In the new paper, the researchers used neural networks — the foundational software for data training — to create convincing looking digital fingerprints that performed even better than the images used in the earlier study. Not only did the fake fingerprints look real, but they also contained hidden properties undetectable by the human eye that could confuse some fingerprint scanners, according to

The fake fingerprints, dubbed DeepMasterPrints, were created using a variant of neural network technology called “generative adversarial networks (GANs).” This was used to create convincing-looking but fabricated photos and videos known as “deep fakes.” The researchers typically use a combination of two neural networks that work together to create realistic images embedded with mysterious properties that can fool image-recognition software. Using thousands of publicly available fingerprint images, the researchers trained one neural network to recognize real fingerprint images, and trained the other to create its own fake fingerprints.

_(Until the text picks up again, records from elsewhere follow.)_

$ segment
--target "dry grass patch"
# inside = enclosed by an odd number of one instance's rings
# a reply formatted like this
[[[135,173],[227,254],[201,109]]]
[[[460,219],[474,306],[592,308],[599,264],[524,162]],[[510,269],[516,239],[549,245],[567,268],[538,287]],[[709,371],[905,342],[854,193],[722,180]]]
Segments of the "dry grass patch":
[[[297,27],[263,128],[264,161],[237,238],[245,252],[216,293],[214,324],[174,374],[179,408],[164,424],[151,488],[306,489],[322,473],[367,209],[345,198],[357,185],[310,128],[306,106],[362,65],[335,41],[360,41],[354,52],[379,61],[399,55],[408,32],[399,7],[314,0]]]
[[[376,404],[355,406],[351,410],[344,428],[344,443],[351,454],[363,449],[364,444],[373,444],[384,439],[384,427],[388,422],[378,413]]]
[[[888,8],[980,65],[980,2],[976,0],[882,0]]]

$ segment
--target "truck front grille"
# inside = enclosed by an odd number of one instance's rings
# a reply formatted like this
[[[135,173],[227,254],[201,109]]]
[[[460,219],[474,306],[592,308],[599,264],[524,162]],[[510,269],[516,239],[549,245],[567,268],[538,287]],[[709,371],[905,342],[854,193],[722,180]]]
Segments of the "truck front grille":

They then fed the second neural network’s fake fingerprint images into the first neural network to test how effective they were. Over time, the second neural network learned to generate realistic-looking fingerprint images that could trick the other neural network.

The newly developed DeepMasterPrints show that AI technology can be used for nefarious purposes, which means that cybersecurity, banks, smartphone makers and other firms using biometric technology must constantly improve their systems to keep up with the rapid AI advances.